Ese episodio sintetiza dos problemas estructurales: un Estado sobredimensionado en tareas administrativas redundantes y una cultura burocrática que confunde control con hostigamiento. No se trata de discutir si el funcionariado merece sueldos dignos —claro que sí— sino de preguntarnos por la eficiencia y por el sentido común en la relación entre lo público y lo privado.

¿Tiene sentido que existan múltiples oficinas reclamando la misma información? ¿Que cada trámite requiera copias, certificaciones y papeles que los propios organismos deberían custodiar? En la era digital, mantener archivos físicos como salvaguarda principal es una anacronía costosa. Un Estado moderno, más pequeño pero mejor organizado, centralizaría registros esenciales, automatizaría procesos y permitiría que el ciudadano aporte lo estrictamente necesario. Un sistema donde el BPS, los registros comerciales y la administración tributaria compartan información formalmente y con garantías de privacidad ahorraría tiempo y dinero a empresas y a la propia administración pública.

La seguridad y la fiscalización no pueden convertirse en un castigo cotidiano para el ciudadano honesto. Mientras a un trabajador se le exige justificar la compra de un automóvil al contado, flujos de dinero ilícito se cuelan entre procedimientos redundantes y controles mal diseñados. Eso no es un llamado a la desregulación; es un llamado a orientar los recursos del Estado hacia donde verdaderamente importan: investigación focalizada, inteligencia financiera de calidad, interoperabilidad entre organismos y capacitación para detectar riesgos reales, no hiperasfixiar a quien cumple.

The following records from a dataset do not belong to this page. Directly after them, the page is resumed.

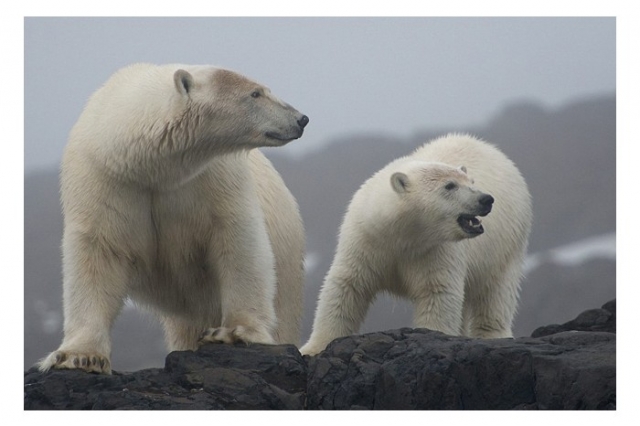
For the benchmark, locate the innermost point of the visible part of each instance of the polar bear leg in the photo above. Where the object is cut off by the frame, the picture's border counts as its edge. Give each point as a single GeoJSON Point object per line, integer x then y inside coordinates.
{"type": "Point", "coordinates": [342, 306]}
{"type": "Point", "coordinates": [247, 290]}
{"type": "Point", "coordinates": [94, 293]}
{"type": "Point", "coordinates": [492, 304]}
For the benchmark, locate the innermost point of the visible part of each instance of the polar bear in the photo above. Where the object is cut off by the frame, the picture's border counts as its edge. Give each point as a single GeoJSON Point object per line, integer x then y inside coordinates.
{"type": "Point", "coordinates": [167, 202]}
{"type": "Point", "coordinates": [413, 230]}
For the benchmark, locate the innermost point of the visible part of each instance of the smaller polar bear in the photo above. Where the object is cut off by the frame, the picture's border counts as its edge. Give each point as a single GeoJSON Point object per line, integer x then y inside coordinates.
{"type": "Point", "coordinates": [412, 230]}
{"type": "Point", "coordinates": [167, 202]}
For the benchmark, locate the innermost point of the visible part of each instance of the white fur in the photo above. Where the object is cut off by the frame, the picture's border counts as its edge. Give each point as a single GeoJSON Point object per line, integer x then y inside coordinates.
{"type": "Point", "coordinates": [400, 235]}
{"type": "Point", "coordinates": [165, 202]}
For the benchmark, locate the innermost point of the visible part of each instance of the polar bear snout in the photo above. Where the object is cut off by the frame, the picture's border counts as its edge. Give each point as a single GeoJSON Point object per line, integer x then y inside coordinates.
{"type": "Point", "coordinates": [469, 222]}
{"type": "Point", "coordinates": [486, 203]}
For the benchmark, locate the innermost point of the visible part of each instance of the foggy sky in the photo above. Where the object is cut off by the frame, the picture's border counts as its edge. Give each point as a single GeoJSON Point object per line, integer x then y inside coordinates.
{"type": "Point", "coordinates": [394, 76]}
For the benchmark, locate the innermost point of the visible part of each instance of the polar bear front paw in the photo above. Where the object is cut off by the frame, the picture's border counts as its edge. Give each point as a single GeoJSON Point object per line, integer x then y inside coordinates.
{"type": "Point", "coordinates": [89, 362]}
{"type": "Point", "coordinates": [232, 335]}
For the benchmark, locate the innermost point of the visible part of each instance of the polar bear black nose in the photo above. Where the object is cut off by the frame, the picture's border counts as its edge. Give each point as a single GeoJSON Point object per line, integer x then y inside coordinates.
{"type": "Point", "coordinates": [303, 121]}
{"type": "Point", "coordinates": [486, 200]}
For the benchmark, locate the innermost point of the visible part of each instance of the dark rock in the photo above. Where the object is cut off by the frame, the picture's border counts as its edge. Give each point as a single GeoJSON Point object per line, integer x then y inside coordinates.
{"type": "Point", "coordinates": [214, 377]}
{"type": "Point", "coordinates": [603, 319]}
{"type": "Point", "coordinates": [570, 366]}
{"type": "Point", "coordinates": [422, 369]}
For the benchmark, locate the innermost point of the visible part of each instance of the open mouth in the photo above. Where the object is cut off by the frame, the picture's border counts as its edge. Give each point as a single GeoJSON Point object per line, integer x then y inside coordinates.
{"type": "Point", "coordinates": [470, 224]}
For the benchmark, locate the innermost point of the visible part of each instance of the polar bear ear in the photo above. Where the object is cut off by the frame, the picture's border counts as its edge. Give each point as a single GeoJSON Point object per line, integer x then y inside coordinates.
{"type": "Point", "coordinates": [183, 81]}
{"type": "Point", "coordinates": [400, 182]}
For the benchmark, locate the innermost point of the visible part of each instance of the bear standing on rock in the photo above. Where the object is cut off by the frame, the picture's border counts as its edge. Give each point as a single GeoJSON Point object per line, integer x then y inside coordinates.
{"type": "Point", "coordinates": [167, 202]}
{"type": "Point", "coordinates": [413, 230]}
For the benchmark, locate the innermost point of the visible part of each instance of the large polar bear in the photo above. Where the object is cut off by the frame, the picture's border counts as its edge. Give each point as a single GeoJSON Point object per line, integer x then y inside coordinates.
{"type": "Point", "coordinates": [167, 202]}
{"type": "Point", "coordinates": [412, 230]}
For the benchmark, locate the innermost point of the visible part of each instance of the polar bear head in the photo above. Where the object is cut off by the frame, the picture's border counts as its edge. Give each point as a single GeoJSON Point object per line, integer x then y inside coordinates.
{"type": "Point", "coordinates": [439, 202]}
{"type": "Point", "coordinates": [234, 111]}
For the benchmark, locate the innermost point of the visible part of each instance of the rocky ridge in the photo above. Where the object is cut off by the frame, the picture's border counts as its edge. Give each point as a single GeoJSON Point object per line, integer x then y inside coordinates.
{"type": "Point", "coordinates": [568, 366]}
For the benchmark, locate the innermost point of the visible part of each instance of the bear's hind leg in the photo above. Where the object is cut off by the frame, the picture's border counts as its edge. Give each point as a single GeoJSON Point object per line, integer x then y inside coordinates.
{"type": "Point", "coordinates": [492, 304]}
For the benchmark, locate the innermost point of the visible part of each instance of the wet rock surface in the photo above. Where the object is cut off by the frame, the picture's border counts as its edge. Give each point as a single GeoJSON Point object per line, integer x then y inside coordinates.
{"type": "Point", "coordinates": [568, 366]}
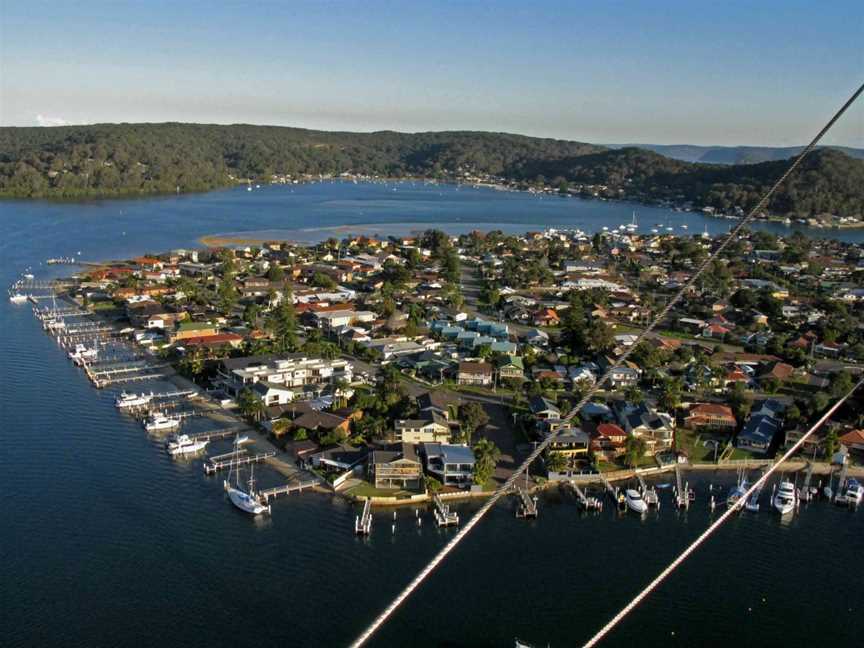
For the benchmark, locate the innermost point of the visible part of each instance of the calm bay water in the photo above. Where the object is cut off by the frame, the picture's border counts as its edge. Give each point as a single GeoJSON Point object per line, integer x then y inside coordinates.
{"type": "Point", "coordinates": [106, 541]}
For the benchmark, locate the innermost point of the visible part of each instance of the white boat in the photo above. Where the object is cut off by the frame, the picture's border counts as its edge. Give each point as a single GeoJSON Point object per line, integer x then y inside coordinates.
{"type": "Point", "coordinates": [853, 493]}
{"type": "Point", "coordinates": [634, 501]}
{"type": "Point", "coordinates": [82, 354]}
{"type": "Point", "coordinates": [248, 501]}
{"type": "Point", "coordinates": [125, 400]}
{"type": "Point", "coordinates": [160, 421]}
{"type": "Point", "coordinates": [184, 444]}
{"type": "Point", "coordinates": [737, 493]}
{"type": "Point", "coordinates": [785, 498]}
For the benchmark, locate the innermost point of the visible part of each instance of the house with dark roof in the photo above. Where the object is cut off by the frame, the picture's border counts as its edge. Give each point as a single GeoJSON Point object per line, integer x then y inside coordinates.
{"type": "Point", "coordinates": [543, 409]}
{"type": "Point", "coordinates": [451, 464]}
{"type": "Point", "coordinates": [758, 433]}
{"type": "Point", "coordinates": [398, 467]}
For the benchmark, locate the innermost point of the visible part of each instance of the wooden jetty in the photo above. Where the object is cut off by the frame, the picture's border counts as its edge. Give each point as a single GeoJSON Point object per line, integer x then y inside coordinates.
{"type": "Point", "coordinates": [363, 522]}
{"type": "Point", "coordinates": [443, 515]}
{"type": "Point", "coordinates": [287, 489]}
{"type": "Point", "coordinates": [586, 502]}
{"type": "Point", "coordinates": [527, 507]}
{"type": "Point", "coordinates": [211, 467]}
{"type": "Point", "coordinates": [220, 433]}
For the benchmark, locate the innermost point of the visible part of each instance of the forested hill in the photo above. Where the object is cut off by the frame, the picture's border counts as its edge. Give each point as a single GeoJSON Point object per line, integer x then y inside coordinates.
{"type": "Point", "coordinates": [134, 159]}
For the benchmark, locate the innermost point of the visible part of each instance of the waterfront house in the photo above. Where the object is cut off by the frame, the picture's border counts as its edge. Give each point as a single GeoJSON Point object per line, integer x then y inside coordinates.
{"type": "Point", "coordinates": [433, 427]}
{"type": "Point", "coordinates": [711, 416]}
{"type": "Point", "coordinates": [511, 367]}
{"type": "Point", "coordinates": [289, 369]}
{"type": "Point", "coordinates": [397, 468]}
{"type": "Point", "coordinates": [571, 442]}
{"type": "Point", "coordinates": [608, 440]}
{"type": "Point", "coordinates": [450, 464]}
{"type": "Point", "coordinates": [474, 373]}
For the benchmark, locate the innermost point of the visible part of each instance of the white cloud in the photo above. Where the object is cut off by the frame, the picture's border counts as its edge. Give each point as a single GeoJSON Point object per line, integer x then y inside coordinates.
{"type": "Point", "coordinates": [43, 120]}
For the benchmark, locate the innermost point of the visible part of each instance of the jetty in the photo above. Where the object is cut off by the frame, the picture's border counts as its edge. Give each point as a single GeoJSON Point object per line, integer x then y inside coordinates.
{"type": "Point", "coordinates": [527, 508]}
{"type": "Point", "coordinates": [287, 489]}
{"type": "Point", "coordinates": [211, 467]}
{"type": "Point", "coordinates": [363, 522]}
{"type": "Point", "coordinates": [683, 494]}
{"type": "Point", "coordinates": [443, 515]}
{"type": "Point", "coordinates": [586, 502]}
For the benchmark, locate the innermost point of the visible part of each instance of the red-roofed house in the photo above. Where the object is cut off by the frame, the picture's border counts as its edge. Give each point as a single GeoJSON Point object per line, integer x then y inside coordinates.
{"type": "Point", "coordinates": [712, 416]}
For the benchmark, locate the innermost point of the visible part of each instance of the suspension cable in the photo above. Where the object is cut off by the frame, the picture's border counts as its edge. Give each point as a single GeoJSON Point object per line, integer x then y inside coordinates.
{"type": "Point", "coordinates": [717, 523]}
{"type": "Point", "coordinates": [541, 447]}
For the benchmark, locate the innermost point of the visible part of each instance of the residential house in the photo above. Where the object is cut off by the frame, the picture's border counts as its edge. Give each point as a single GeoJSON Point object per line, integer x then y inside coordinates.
{"type": "Point", "coordinates": [711, 416]}
{"type": "Point", "coordinates": [452, 465]}
{"type": "Point", "coordinates": [397, 468]}
{"type": "Point", "coordinates": [431, 428]}
{"type": "Point", "coordinates": [474, 373]}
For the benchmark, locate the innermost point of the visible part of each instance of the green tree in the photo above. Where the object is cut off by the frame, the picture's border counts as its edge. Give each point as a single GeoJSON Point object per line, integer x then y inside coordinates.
{"type": "Point", "coordinates": [472, 416]}
{"type": "Point", "coordinates": [486, 455]}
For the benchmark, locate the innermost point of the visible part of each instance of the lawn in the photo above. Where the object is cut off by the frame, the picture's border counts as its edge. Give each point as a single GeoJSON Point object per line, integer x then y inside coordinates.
{"type": "Point", "coordinates": [365, 489]}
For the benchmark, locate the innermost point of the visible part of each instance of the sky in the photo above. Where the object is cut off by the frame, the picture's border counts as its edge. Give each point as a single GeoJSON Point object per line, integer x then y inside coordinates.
{"type": "Point", "coordinates": [759, 73]}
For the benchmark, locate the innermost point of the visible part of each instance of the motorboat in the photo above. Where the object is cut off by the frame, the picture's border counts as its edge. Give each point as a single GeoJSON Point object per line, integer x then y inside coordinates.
{"type": "Point", "coordinates": [248, 500]}
{"type": "Point", "coordinates": [634, 501]}
{"type": "Point", "coordinates": [785, 498]}
{"type": "Point", "coordinates": [83, 354]}
{"type": "Point", "coordinates": [184, 444]}
{"type": "Point", "coordinates": [160, 421]}
{"type": "Point", "coordinates": [737, 493]}
{"type": "Point", "coordinates": [125, 400]}
{"type": "Point", "coordinates": [853, 493]}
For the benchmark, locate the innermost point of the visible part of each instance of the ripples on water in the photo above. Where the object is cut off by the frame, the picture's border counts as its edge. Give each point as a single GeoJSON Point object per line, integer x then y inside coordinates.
{"type": "Point", "coordinates": [106, 541]}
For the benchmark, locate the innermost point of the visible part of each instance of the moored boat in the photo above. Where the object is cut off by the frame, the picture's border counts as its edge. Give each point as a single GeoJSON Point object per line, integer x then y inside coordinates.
{"type": "Point", "coordinates": [785, 498]}
{"type": "Point", "coordinates": [125, 400]}
{"type": "Point", "coordinates": [184, 444]}
{"type": "Point", "coordinates": [634, 501]}
{"type": "Point", "coordinates": [160, 421]}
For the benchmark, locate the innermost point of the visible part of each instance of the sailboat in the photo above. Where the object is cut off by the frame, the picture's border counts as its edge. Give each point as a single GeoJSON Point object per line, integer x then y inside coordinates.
{"type": "Point", "coordinates": [248, 501]}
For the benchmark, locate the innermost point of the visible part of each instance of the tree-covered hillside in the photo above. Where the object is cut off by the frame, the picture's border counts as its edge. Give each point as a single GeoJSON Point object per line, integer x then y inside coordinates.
{"type": "Point", "coordinates": [134, 159]}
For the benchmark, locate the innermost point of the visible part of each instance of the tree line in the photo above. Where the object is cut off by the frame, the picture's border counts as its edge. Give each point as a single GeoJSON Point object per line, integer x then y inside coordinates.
{"type": "Point", "coordinates": [136, 159]}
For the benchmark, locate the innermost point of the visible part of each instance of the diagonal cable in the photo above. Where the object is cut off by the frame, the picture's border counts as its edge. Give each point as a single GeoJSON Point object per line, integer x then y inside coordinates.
{"type": "Point", "coordinates": [541, 447]}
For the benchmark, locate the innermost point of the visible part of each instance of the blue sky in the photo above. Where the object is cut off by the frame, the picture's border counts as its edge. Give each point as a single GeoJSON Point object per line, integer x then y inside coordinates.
{"type": "Point", "coordinates": [762, 73]}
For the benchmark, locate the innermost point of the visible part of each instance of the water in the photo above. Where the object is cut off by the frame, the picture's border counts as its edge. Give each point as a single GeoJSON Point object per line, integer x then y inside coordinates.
{"type": "Point", "coordinates": [106, 541]}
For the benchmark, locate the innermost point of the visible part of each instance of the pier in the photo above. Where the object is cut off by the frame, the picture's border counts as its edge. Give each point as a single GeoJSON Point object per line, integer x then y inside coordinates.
{"type": "Point", "coordinates": [363, 522]}
{"type": "Point", "coordinates": [211, 467]}
{"type": "Point", "coordinates": [683, 495]}
{"type": "Point", "coordinates": [287, 489]}
{"type": "Point", "coordinates": [527, 508]}
{"type": "Point", "coordinates": [586, 503]}
{"type": "Point", "coordinates": [443, 515]}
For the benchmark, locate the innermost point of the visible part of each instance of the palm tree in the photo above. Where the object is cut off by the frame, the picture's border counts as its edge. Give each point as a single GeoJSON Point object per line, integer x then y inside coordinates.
{"type": "Point", "coordinates": [486, 455]}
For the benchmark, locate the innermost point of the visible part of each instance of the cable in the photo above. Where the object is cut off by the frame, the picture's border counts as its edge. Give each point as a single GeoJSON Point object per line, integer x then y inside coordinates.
{"type": "Point", "coordinates": [541, 447]}
{"type": "Point", "coordinates": [711, 529]}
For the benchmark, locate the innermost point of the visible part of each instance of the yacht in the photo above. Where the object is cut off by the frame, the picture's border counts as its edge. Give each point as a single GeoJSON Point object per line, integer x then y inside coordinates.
{"type": "Point", "coordinates": [82, 354]}
{"type": "Point", "coordinates": [125, 400]}
{"type": "Point", "coordinates": [853, 493]}
{"type": "Point", "coordinates": [785, 498]}
{"type": "Point", "coordinates": [184, 444]}
{"type": "Point", "coordinates": [160, 421]}
{"type": "Point", "coordinates": [634, 501]}
{"type": "Point", "coordinates": [737, 493]}
{"type": "Point", "coordinates": [248, 501]}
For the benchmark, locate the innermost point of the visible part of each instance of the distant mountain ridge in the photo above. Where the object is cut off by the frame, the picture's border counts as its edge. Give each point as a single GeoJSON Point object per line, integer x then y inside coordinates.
{"type": "Point", "coordinates": [732, 154]}
{"type": "Point", "coordinates": [139, 159]}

Reducir el tamaño del Estado no es empobrecerlo: es hacerlo más eficaz. Significa eliminar duplicidades, promover la interoperabilidad de bases de datos con seguridad jurídica, invertir en plataformas digitales robustas, y reasignar recursos humanos a tareas de mayor valor público: fiscalización estratégica, políticas sociales verdaderamente focalizadas y prevención del delito a través de inteligencia y coordinación. También exige liderazgo político: ese que esté dispuesto a simplificar trámites, bajar costos administrativos y explicar que modernizar la gestión pública no es recortar lo esencial, sino fortalecer lo útil. Los gobernantes deben dar el ejemplo: estructuras más ágiles, servicios más rápidos, menos papeles y más resultados.

Al final, la pregunta es sencilla: ¿queremos un Estado que pese y obstaculice, o uno que sirva y legitime? Urge optar por la segunda vía. Un Estado menos numeroso pero mejor equipado, más digital, más inteligente y más respetuoso de la actividad privada protegerá a los ciudadanos honestos y concentrará sus esfuerzos en quienes realmente ponen en riesgo al conjunto. Eso sí sería invertir en la República.